Because I grew up in Colorado, Christmas = snow & cold, and seeing Christmas decorations in 90 degree weather doesn’t seem right- it’s just not natural to me. So needless to say, I had a hard time getting in the Christmas spirit this year in KL. And instead of packing up our beanies and snowboards to head home to the Rocky Mountains, we threw on some sandals and sunscreen (LOTS of sunscreen), and made our way north to Krabi, Thailand, which everyone has been calling “the new Phuket”.

We did some research and decided to stay in Krabi’s most secluded area, Tonsai Bay, which is only accessible via a long-tail boat. Tonsai Bay is surrounded by crystal-clear turquoise water and towering limestone cliffs, which is actually what makes it a world-class rock climbing destination. With a kinda cool, kinda weird hippie vibe, this place is made for backpackers. We stayed at Tonsai’s nicest resort (the only resort in the area with hot water and AC); it was far from luxury but only a one-minute walk from the beach so it was perfect for us. Speaking of the beach, this is where we were for about 90% of this trip. It was a true  v a c a t i o n.

To get to the “village” of Tonsai (if you can even call it that), we would walk inland from our resort and through this gate we deemed “the portal”. The other side of the portal is hippie central. The first thing you see is a never-ending row of psychedelic murals, definitely there for the kids tripping on magic mushrooms, which they sold in shakes for just 500 baht (no mom, we did not indulge). You also have your pick of several Rastafarian-themed bars and restaurants, where you could typically see the bar staff rolling joints or hitting a hand-crafted bamboo bong. Weed is very, very illegal in Thailand, by the way, but I guess when the police have to take a boat to reach you it’s less of a worry? Talking to some of the other travelers, it seems like Tonsai is a place where you end up staying for a loooong time if you have nowhere else to be- and their slack lining skills were a testament to that.

While in Tonsai we heard about this cave that is essentially a phallic shrine (I can’t make this up), so we thought, what the hell, let’s check it out! To get there, we had to hike through the forest and across Tonsai’s more crowded neighbor Raliay Beach, where there was no shortage of tourists wearing Santa hats.
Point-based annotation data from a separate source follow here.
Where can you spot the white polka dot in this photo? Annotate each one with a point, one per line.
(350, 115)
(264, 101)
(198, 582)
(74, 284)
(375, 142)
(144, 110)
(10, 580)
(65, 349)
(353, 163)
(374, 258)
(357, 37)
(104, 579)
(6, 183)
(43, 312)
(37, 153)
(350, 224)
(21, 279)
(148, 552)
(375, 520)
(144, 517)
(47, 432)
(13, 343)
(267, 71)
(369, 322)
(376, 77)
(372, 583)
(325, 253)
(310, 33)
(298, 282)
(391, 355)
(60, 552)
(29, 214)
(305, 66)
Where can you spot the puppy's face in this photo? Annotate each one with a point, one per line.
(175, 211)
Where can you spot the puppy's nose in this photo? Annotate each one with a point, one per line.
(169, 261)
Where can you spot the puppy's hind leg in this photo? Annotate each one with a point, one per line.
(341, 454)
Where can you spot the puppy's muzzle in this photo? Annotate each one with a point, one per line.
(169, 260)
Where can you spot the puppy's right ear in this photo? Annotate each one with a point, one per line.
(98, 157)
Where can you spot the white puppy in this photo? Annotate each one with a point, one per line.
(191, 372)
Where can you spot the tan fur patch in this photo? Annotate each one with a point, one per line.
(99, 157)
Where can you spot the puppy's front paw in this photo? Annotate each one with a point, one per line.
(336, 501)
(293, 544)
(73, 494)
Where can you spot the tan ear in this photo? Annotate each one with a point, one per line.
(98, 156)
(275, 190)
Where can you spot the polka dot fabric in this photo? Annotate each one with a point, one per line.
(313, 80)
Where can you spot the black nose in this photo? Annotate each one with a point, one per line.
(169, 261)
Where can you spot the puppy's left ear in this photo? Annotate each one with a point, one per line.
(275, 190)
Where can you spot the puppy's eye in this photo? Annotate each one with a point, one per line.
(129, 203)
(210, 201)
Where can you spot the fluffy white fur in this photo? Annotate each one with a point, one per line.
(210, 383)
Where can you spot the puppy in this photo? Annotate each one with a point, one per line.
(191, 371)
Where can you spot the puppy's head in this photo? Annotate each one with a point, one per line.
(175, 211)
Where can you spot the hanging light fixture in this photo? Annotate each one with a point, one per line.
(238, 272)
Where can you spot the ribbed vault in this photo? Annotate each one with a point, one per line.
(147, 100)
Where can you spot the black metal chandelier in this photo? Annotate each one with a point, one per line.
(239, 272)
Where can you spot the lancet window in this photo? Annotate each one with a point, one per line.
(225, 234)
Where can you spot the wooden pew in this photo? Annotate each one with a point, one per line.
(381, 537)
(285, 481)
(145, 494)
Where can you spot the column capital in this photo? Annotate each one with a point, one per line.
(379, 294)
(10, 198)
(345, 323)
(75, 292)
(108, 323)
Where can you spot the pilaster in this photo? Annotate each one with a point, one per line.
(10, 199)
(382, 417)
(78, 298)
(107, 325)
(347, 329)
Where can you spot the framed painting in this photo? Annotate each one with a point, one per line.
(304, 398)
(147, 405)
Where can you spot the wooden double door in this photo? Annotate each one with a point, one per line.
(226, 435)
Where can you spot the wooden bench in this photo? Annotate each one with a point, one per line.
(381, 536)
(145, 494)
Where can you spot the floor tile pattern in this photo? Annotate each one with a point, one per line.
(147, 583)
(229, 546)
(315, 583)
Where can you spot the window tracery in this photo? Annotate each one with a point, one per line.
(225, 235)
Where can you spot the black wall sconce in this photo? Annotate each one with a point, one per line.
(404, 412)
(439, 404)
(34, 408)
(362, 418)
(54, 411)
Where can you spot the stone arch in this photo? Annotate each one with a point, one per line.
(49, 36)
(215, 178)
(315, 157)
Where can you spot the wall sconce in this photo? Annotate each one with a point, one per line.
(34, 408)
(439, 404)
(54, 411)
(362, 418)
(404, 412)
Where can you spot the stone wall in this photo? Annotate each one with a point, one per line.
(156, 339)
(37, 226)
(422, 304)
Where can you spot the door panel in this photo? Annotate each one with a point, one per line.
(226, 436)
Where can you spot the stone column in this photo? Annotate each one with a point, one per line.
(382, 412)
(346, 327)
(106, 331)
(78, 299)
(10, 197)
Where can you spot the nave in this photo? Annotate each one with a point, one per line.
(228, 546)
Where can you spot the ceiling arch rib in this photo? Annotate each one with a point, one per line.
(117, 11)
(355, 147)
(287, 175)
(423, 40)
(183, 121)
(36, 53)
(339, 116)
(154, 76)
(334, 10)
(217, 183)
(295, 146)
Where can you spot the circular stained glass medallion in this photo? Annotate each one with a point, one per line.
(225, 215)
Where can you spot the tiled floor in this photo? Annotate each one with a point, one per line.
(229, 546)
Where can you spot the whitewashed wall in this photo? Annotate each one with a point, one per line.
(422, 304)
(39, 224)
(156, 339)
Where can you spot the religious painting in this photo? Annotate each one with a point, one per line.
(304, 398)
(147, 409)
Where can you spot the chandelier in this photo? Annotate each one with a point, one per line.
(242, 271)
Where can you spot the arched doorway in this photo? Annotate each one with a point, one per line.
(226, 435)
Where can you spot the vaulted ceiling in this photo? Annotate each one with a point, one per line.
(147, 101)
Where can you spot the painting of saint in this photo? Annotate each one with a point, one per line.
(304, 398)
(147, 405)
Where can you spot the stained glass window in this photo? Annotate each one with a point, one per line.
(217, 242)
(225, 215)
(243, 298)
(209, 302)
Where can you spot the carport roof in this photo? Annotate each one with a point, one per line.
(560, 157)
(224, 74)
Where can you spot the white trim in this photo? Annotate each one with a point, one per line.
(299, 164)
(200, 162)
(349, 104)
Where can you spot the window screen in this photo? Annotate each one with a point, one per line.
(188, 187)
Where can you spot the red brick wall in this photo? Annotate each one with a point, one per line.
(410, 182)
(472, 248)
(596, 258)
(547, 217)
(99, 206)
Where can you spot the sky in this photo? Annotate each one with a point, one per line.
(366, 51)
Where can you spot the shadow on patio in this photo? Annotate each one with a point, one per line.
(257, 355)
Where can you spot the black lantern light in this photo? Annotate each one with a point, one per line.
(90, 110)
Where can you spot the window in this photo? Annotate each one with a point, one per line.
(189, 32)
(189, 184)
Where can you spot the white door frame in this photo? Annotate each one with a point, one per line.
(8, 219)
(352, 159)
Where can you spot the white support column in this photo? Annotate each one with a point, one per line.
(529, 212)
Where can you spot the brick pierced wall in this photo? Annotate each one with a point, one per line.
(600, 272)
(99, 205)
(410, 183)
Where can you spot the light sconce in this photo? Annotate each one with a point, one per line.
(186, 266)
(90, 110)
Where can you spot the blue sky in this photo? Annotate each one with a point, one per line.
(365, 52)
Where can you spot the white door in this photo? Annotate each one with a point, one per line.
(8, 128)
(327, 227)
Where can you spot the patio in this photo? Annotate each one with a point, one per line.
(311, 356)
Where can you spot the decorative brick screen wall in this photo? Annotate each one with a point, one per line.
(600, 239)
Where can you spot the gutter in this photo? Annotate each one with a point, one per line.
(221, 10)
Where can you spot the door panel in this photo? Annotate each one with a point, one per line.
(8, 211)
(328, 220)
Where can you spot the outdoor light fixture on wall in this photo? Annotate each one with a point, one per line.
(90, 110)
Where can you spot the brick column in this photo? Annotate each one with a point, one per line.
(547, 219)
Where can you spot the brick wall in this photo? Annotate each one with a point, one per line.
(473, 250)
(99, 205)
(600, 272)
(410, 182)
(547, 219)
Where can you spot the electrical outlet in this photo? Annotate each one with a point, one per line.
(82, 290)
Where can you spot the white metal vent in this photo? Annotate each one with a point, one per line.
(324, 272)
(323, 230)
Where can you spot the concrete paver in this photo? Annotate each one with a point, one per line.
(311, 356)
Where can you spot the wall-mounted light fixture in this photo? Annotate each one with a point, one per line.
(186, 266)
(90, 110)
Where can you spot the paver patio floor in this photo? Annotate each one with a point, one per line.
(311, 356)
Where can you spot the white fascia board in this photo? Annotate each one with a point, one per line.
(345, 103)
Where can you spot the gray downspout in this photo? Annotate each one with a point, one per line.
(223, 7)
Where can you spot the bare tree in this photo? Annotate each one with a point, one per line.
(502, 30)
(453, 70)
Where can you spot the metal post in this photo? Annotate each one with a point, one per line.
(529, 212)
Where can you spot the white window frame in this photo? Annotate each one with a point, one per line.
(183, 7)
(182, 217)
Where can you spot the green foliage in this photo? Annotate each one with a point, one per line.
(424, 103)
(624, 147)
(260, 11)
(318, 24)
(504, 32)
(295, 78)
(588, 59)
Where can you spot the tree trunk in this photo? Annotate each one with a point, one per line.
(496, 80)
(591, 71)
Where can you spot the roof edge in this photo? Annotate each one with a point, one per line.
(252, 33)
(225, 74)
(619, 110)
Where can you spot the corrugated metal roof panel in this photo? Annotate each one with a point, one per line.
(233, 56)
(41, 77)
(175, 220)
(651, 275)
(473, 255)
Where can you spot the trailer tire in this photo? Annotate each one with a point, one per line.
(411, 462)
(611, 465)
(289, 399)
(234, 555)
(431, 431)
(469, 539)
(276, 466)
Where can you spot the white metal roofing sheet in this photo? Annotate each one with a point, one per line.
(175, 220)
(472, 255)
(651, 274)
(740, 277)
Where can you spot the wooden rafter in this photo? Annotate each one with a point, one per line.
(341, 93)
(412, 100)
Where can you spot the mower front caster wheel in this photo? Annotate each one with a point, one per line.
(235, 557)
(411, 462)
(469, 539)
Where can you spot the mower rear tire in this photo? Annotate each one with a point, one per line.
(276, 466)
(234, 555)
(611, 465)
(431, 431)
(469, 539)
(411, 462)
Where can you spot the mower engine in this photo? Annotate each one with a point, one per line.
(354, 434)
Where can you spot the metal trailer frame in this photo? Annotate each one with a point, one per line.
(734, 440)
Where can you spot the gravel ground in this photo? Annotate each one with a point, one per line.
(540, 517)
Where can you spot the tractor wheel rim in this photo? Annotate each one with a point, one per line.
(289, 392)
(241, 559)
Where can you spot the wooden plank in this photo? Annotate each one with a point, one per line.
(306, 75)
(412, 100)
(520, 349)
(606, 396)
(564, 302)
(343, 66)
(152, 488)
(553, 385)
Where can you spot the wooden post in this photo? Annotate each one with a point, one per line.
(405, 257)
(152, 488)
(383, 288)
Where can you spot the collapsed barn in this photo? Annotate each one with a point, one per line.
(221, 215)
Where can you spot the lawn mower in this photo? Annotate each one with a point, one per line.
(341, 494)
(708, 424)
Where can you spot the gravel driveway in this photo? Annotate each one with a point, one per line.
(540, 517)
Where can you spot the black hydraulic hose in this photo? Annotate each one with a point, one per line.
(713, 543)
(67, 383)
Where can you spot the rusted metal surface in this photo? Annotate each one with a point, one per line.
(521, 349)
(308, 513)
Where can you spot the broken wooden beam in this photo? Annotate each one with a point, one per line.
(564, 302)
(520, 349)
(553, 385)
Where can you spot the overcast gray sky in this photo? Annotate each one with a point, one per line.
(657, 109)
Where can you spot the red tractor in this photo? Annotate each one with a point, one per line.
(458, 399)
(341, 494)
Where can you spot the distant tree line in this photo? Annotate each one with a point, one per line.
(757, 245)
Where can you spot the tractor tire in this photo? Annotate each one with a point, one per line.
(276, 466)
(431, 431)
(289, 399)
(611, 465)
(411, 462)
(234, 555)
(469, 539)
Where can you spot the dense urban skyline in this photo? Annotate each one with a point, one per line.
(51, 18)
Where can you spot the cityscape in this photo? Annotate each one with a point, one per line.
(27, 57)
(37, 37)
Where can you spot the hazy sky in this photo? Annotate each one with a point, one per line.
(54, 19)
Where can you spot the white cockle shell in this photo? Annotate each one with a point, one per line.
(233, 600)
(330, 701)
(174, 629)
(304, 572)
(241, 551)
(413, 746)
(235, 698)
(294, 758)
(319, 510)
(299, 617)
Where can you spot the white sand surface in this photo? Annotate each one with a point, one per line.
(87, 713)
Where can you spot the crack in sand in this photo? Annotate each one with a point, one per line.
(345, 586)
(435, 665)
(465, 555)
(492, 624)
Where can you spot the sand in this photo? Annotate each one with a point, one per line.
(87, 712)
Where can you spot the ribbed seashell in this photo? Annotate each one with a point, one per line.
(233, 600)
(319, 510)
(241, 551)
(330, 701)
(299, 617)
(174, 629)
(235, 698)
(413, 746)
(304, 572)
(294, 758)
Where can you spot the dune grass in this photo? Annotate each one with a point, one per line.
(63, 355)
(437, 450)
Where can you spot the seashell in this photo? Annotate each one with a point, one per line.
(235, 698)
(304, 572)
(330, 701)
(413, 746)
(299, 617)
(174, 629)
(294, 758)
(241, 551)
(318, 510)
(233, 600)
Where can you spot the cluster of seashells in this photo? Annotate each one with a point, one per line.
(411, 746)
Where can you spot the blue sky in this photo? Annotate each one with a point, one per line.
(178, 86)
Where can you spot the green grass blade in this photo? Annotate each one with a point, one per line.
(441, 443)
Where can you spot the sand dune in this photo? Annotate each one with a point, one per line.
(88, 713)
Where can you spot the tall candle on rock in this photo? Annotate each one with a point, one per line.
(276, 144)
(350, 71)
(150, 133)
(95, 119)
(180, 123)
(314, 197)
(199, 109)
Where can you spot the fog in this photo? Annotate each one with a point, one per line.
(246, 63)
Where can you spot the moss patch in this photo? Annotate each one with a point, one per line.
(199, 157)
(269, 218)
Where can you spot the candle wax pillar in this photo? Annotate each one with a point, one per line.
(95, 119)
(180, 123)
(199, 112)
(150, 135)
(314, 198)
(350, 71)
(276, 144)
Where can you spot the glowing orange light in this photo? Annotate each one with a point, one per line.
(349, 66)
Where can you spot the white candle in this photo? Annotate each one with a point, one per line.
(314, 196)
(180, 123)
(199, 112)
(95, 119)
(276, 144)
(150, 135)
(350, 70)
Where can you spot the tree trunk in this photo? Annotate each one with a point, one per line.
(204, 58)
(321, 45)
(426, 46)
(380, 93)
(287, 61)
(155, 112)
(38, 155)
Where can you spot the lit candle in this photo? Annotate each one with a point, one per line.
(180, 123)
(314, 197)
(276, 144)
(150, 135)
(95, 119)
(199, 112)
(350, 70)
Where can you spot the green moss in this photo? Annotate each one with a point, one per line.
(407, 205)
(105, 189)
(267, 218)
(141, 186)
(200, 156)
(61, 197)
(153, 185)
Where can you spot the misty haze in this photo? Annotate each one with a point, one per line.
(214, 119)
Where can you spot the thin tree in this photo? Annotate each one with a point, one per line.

The shrine, named Phra Nang Princess Cave, is located on this tiny stretch of gorgeous (albeit crowded) beach, and it definitely lived up to its reputation… there were two separate caves with wooden dicks EVERYWHERE. Why? Well, legend has it that Phra Nang was an Indian Princess who was killed in a shipwreck. Her ghost has since moved to the cave, and fishermen leave her offerings – you know, flowers, incense sticks, and PHALLUSES – for good luck. Oh, to be a princess.

With Phra Nang out of our system, we went on a nearly vertical hike through the jungle that led to an incredible lookout spot. Although, I have to say that the hike was a bit too much effort for someone on vacation, but I guess the physical exertion was worth the view. 🙂

Well, we may not have gotten to spend Christmas and Hanukkah with our families this year, but we did get the gifts of sunshine, tan lines, and memories that will last a lifetime. I think we have a lot to be grateful for.